Deep Learning Flashcards
What is the heart of deep learning?
Neural networks which are composed of neurons.
How is a neuron defined?
- Input = a vector of numeric inputs
- Output = a scalar
- Parameters
1) A vector of weights, one for each input plus a bias term (b)
2) An activation function f
What is a single-neuron neural network?
A perceptron
How to train a neural network?
With the perceptron algorithm, within which each iteration is termed an “epoch”.
What are some common non-linear activation functions?
- (Logistic) sigmoid
- Hyperbolic tan (“tanh”)
- Rectified Linear Unit
How to get neural network to be equivalent to logistic regression?
A neural network with a single neuron and a sigmoid activation.
What is the power of neural nets?
Stacking multiple neurons together in different ways.
- Layers of parallel neurons of varying sizes
- Feeding layers into hidden layers of varying sizes
e. g. a “fully-connected feed-forward neural network” takes the following form:
- the INPUT LAYER is made up of the individual features
- each HIDDEN LAYER is made up of an arbitrary number of neurons, each of which is connected to all neurons in the preceding layer, and all neurons in the following layer
- the OUTPUT LAYER combines the inputs from the preceding layer into the output
What would be the Output Layer Activation Function in a neural net if you wanted to do multiclass classification?
SOFTMAX
What would be the Output Layer Activation Function in a neural net if you wanted to do regression?
identify function or Sigmoid or tanh
What is the requirement for activation functions in Neural Nets?
They must be non-linear otherwise it’ll just collapse down to a linear regression model
Describe the Universal Approximation Theorem, what’s so good about it?
A feed-forward neural network with a single hidden layer (and finite neurons) is able to approximate any continuous function.
It’s good because it’s possible for a feed forward neural net with non-linear activation functions to learn any continuous basis function DYNAMICALLY, unlike SVMS eg, where the kernel is a hyperparameter
How to train a Neural Net with Hidden Layers?

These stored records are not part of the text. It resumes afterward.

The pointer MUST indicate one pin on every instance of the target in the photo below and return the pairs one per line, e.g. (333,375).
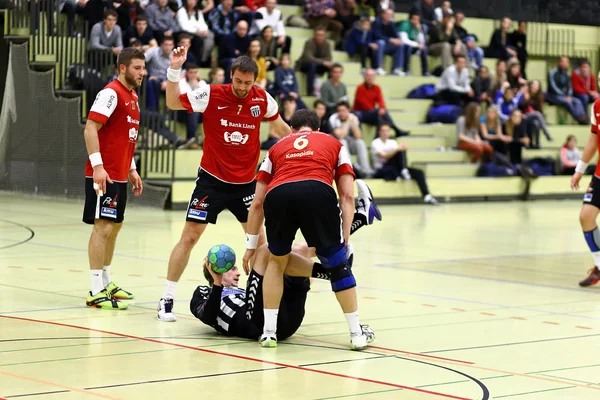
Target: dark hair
(245,64)
(306,118)
(128,54)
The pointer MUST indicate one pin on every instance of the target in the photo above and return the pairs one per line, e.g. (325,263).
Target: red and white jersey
(595,122)
(231,129)
(303,156)
(118,110)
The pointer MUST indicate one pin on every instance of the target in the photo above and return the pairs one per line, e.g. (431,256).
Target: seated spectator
(269,15)
(222,20)
(334,90)
(384,29)
(445,8)
(482,86)
(361,40)
(369,105)
(315,59)
(346,128)
(414,40)
(232,46)
(191,20)
(454,87)
(106,35)
(389,162)
(285,84)
(142,32)
(158,60)
(584,84)
(500,42)
(444,41)
(467,134)
(320,13)
(162,20)
(254,53)
(560,91)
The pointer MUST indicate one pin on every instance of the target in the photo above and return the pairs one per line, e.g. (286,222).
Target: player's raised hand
(100,179)
(178,57)
(575,180)
(136,182)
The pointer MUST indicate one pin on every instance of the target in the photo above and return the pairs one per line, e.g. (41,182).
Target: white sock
(106,275)
(96,279)
(169,292)
(353,323)
(270,320)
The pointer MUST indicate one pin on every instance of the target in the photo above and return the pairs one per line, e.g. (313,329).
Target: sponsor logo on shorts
(197,214)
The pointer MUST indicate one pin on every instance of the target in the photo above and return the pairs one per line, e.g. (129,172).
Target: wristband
(173,75)
(581,167)
(251,241)
(95,159)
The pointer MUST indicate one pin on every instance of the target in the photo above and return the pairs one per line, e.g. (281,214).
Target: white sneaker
(165,310)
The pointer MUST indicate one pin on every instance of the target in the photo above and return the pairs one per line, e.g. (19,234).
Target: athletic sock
(96,280)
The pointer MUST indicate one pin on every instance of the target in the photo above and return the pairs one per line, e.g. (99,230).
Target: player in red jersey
(591,199)
(294,191)
(232,115)
(110,135)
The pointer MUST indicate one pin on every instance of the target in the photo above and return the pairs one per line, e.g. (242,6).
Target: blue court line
(483,278)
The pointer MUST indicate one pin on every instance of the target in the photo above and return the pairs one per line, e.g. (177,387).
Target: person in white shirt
(191,20)
(271,16)
(389,162)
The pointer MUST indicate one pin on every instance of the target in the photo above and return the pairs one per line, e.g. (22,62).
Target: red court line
(296,367)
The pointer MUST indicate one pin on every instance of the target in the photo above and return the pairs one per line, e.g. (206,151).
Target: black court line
(511,344)
(31,234)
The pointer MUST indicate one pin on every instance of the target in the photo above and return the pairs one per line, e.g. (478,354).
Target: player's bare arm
(92,144)
(588,152)
(177,59)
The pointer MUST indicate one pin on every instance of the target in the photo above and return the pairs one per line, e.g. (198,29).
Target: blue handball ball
(221,258)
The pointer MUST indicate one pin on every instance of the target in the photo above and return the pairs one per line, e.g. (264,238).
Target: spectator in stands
(454,86)
(128,11)
(263,65)
(158,60)
(223,20)
(560,91)
(482,86)
(321,13)
(142,32)
(584,84)
(390,163)
(334,90)
(162,20)
(445,8)
(384,29)
(191,20)
(320,109)
(444,41)
(369,104)
(106,35)
(269,15)
(316,58)
(346,128)
(414,40)
(360,40)
(467,134)
(232,46)
(500,42)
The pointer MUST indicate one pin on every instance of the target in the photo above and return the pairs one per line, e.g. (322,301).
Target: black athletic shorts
(592,195)
(211,196)
(110,207)
(310,206)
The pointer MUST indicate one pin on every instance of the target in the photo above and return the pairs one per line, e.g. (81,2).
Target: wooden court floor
(468,301)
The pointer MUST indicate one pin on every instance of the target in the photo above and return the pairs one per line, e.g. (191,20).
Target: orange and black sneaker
(592,279)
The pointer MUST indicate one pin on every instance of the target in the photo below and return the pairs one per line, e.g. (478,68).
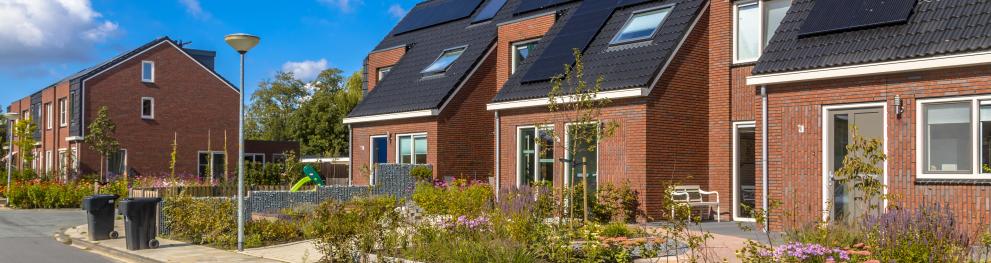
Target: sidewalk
(169,251)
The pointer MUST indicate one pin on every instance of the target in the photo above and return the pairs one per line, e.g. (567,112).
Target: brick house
(155,93)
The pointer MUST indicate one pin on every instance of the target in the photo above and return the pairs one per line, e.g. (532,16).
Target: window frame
(148,80)
(63,112)
(147,116)
(976,172)
(448,67)
(413,137)
(615,39)
(761,35)
(513,47)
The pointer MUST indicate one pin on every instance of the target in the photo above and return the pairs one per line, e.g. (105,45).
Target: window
(444,61)
(117,162)
(955,138)
(754,24)
(383,71)
(412,148)
(49,116)
(521,51)
(148,108)
(147,71)
(212,163)
(63,113)
(535,155)
(641,26)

Train neural nets with BACK PROPAGATION
- Compute errors at the output layer each weight using partial differentiation
- Propagate those errors back to each of the input layers
- STILL HAS A LEARNING RATE
CONS of Neural Nets?
Prone to chronic overfitting
- Due to large number of parameters
*Regularisation is critical
Or,
EARLY STOPPING, stop training when performance peaks on the dev. data
OR,
DROPOUT
Theoretical Properties of Neural Networks
- Can be applied to either classfification or regression
- Parametric
- Batch
- Relies on continuous features
- Assuming at least one hidden layer
- Complex to train, but produce relatively compact models
Why is a perceptron (which uses a sigmoid activation function) equivalent to logistic regression?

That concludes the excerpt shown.